美国先天不足的政党工会关系使得工人阶级的政治地位不断削弱。美国工人阶级被种族、宗教信仰、移民、少数民族等社会标签分割为不同的利益群体,由于缺乏劳工基础雄厚的政党,他们有能力在车间、社区乃至整个城市同雇主和政府抗争,却不能团结起来作为独立的政治力量维护自身利益。虽然工会和民主党关系相对密切,但也只是始于“罗斯福新政”且出于选举政治需要。工会为民主党提供选举经费和选民支持,民主党总统上台后兑现政治承诺。因此,美国劳资关系不像欧洲那样,作为工党或社会党的政治纲领成为社会市场模式的重要内容,而是限于《瓦格纳法》框架下。该法虽赋予工人罢工、组建工会和集体协商的权力,但覆盖面很小且无实施保障,并受到《劳资关系法》的制约。国家劳动关系委员会的功能只是监督选举工会代表,没有强制企业接受集体协商的权力,对雇主拒绝集体协商、协商后不守信用、歧视工会会员等不当行为缺乏必要的惩罚和管制措施。美国的工会组织现状使劳动法改革显得非常迫切。尽管工会力量削弱是发达国家的普遍现象,但在美国表现得最为严峻。美国工会化比例从1954年最高纪录的35%降至2009年的12.3%,私人部门降至7.2%。美国工会率下降主要源于资方的强烈抵制。

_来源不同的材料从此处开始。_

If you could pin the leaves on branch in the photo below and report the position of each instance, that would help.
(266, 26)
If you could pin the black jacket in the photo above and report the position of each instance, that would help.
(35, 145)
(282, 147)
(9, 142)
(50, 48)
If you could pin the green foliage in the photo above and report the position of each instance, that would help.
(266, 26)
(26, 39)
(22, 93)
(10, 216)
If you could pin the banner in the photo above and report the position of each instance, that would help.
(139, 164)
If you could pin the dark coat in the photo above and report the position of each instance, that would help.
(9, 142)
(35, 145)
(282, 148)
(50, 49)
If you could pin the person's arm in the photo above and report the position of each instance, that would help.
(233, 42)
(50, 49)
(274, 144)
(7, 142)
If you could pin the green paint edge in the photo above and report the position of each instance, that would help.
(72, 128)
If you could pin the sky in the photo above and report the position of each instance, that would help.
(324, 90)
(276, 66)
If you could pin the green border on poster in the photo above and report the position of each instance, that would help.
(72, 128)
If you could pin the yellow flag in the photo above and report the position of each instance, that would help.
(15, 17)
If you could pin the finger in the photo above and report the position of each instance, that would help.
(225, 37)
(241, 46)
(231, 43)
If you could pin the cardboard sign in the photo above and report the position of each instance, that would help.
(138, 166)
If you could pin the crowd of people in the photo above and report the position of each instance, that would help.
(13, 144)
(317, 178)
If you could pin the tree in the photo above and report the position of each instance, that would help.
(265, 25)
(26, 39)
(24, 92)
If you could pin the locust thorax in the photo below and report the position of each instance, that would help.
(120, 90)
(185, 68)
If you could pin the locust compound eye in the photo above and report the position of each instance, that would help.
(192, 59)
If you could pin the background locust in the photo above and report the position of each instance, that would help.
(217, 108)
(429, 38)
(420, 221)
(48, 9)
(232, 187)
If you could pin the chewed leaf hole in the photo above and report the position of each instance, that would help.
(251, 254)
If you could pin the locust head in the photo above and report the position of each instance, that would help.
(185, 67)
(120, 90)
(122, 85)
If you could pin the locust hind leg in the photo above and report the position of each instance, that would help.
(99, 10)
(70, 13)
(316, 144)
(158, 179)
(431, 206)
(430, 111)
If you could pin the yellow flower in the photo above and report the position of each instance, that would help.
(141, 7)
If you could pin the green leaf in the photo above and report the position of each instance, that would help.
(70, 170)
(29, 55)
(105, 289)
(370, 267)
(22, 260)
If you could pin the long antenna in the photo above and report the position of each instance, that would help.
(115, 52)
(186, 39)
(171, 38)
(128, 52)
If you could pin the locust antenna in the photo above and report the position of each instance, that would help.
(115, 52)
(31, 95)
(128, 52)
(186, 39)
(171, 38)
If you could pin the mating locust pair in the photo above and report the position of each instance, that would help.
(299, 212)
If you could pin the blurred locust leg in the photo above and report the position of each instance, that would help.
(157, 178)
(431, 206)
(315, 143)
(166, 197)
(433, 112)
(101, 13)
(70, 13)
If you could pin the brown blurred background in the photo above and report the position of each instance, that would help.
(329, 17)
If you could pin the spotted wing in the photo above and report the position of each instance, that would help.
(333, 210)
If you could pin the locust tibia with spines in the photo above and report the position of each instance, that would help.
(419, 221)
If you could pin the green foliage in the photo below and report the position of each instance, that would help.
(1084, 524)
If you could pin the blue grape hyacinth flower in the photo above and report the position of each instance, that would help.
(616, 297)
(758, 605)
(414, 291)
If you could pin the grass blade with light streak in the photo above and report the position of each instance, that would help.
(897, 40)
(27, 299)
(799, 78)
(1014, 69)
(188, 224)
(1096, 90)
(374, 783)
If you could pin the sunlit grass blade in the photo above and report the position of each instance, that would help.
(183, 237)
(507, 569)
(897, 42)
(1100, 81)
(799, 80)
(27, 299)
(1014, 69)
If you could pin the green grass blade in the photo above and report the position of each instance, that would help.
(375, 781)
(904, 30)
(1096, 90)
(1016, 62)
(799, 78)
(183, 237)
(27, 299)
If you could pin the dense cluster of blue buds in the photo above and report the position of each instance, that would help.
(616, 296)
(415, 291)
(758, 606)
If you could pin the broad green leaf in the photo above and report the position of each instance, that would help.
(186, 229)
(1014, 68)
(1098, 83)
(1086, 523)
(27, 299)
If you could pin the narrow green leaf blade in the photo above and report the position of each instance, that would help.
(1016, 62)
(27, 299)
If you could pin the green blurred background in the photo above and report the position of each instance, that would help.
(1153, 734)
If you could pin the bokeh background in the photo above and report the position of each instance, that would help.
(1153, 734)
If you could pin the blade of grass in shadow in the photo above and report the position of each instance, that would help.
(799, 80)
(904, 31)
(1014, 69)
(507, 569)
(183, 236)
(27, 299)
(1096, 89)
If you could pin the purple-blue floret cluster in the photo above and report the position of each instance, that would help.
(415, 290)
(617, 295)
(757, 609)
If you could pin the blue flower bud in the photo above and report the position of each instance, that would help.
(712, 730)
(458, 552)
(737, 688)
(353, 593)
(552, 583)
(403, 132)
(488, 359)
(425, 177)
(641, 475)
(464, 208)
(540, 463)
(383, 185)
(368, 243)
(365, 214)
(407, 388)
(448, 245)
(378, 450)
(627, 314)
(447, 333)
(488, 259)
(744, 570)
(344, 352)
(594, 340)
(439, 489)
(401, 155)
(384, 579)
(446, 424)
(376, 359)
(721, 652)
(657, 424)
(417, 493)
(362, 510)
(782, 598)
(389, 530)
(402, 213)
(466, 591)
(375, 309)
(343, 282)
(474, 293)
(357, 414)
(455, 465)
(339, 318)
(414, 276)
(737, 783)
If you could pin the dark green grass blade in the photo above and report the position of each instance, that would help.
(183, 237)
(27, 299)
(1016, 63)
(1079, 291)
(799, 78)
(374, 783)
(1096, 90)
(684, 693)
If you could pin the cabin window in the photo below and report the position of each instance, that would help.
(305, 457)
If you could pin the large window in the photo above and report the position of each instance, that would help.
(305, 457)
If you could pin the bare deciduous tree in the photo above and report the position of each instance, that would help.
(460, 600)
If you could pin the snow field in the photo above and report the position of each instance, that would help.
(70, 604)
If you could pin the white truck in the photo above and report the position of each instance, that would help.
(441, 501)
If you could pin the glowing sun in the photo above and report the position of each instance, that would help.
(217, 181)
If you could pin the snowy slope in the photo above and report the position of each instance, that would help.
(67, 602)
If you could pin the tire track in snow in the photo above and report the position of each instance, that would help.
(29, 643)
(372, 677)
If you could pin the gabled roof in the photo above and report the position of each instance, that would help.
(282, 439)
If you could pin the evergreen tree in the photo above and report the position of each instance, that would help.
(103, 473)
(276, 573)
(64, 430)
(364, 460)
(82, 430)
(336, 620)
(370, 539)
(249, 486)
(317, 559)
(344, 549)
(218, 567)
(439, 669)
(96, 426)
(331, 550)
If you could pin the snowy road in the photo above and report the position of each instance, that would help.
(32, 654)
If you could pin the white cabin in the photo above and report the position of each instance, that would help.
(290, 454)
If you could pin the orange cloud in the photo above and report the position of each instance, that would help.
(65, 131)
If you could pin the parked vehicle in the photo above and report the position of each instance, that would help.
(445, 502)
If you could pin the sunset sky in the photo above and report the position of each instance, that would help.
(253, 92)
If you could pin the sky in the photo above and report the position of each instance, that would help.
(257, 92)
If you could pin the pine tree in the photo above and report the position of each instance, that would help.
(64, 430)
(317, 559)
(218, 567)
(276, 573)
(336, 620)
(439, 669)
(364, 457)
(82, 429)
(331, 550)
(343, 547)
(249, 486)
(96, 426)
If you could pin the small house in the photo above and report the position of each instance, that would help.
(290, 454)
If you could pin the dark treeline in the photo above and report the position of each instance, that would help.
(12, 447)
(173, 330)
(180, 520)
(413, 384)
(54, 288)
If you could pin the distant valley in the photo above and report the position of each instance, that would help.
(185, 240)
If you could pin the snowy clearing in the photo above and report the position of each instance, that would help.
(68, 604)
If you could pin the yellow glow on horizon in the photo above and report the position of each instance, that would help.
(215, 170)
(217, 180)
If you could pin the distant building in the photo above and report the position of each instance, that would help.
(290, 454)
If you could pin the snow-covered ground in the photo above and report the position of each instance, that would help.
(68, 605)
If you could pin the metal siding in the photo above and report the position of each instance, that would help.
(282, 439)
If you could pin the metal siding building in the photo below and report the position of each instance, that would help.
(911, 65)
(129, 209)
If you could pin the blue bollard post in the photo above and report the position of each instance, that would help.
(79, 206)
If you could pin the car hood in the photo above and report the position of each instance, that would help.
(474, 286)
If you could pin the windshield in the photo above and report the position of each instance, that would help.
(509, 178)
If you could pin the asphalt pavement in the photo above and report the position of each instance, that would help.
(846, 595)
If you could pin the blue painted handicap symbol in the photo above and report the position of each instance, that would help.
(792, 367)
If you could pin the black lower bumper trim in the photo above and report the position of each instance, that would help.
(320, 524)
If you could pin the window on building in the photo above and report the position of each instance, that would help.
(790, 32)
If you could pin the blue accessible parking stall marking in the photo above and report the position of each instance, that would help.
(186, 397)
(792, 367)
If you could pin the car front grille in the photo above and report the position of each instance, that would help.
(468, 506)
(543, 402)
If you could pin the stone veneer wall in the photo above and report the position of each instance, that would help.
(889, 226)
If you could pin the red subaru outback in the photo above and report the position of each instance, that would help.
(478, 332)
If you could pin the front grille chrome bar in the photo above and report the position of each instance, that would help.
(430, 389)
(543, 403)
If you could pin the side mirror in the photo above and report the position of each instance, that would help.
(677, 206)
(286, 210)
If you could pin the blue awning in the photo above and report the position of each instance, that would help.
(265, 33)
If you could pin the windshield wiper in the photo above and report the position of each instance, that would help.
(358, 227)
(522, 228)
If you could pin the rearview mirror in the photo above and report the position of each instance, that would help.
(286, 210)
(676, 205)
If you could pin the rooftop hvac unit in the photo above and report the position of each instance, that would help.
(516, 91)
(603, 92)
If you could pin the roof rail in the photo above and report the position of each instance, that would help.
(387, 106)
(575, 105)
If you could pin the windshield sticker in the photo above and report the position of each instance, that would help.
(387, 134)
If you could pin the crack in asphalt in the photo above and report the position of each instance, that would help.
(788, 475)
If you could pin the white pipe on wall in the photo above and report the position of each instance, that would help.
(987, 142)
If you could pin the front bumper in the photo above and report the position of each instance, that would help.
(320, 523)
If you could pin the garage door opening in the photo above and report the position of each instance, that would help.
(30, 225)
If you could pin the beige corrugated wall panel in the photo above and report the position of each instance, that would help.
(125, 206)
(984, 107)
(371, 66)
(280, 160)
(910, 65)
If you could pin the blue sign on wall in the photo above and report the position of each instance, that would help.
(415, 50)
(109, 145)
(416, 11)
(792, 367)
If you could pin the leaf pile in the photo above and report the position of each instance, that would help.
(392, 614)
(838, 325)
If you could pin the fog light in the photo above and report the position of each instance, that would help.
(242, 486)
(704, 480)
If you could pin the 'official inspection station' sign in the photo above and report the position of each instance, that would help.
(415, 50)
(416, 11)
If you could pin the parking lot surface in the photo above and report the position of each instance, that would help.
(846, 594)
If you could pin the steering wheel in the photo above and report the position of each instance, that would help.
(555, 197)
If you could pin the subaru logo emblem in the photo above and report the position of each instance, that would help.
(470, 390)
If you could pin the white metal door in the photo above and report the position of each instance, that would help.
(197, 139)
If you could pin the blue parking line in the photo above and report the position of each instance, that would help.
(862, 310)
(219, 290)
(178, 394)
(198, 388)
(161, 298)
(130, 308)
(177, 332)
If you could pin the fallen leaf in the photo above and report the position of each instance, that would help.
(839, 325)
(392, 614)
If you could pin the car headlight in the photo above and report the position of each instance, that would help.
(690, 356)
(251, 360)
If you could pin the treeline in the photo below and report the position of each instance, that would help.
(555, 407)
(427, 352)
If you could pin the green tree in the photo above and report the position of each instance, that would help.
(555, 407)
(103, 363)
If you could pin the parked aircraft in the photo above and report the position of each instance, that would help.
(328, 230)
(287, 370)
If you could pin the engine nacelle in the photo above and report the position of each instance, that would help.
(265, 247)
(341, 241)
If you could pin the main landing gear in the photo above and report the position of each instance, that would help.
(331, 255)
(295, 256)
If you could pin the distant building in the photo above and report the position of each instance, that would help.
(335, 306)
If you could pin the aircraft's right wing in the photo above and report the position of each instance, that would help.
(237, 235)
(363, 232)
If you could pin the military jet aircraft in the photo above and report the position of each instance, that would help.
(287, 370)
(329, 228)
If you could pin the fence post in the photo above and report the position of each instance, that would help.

如果再放眼欧洲,更能理解为何不能期待美国出现劳资关系改革奇迹,为何国际金融危机不能成为劳资关系的转折点。自20世纪90年代中期以来一直主导欧洲政坛的以传统劳工为基础的中左政党,在此次金融危机前后的选举中大范围失利,支持率降至战后以来的最低点;保守的中右政党上台给劳资关系改革蒙上了政治阴影。工党、社会民主党等中左政党的集体败选并不意外,20世纪90年代,不仅美国的民主党,欧洲传统劳工基础的中左政党在执政理念上都经历了“政党悖论”的蜕变。以克林顿、布莱尔、施罗德为代表的“新社会民主党联盟”推行“第三条道路”,试图调和新自由主义和福利国家以应对经济全球化,但实质却是比保守政党更积极地推行新自由主义改革。由于传统产业工人数量下降,这些政党出于选举政治需要寻求跨阶级的政治联盟,背弃了传统劳工选民。中左政党这种转变不仅使自己在政策取向上无异于右翼政党,而且陷于丧失劳工选民基础的境地。
四、垄断资本的全球化:劳资关系恶化不可逆转
经济全球化有利于垄断资本摆脱国内生产过剩,扩张海外积累,却导致了全球性的劳动弱势地位。一是外包和对外直接投资推动了就业岗位的海外转移,就业岗位外流压力削弱了发达国家的工会及其集体协商能力。二是以全球“劳动套利”战略降低劳动成本。跨国公司在它控制的全球价值链分工中,将附加值最低、竞争最激烈、工资为竞争因素的生产和加工环节放在发展中国家,有效控制着国际工资成本,使发展中国家面临严峻的国际竞争压力,劳资关系日趋紧张。三是削弱各国对劳动保护的力度。跨国资本以退出相威胁,迫使各国展开降低公司和资本所得税的竞赛,或采取削减公共福利开支、限制工会和集体协商、降低最低工资标准等劳动保护措施。四是国际竞争削弱了各国工人阶级的团结。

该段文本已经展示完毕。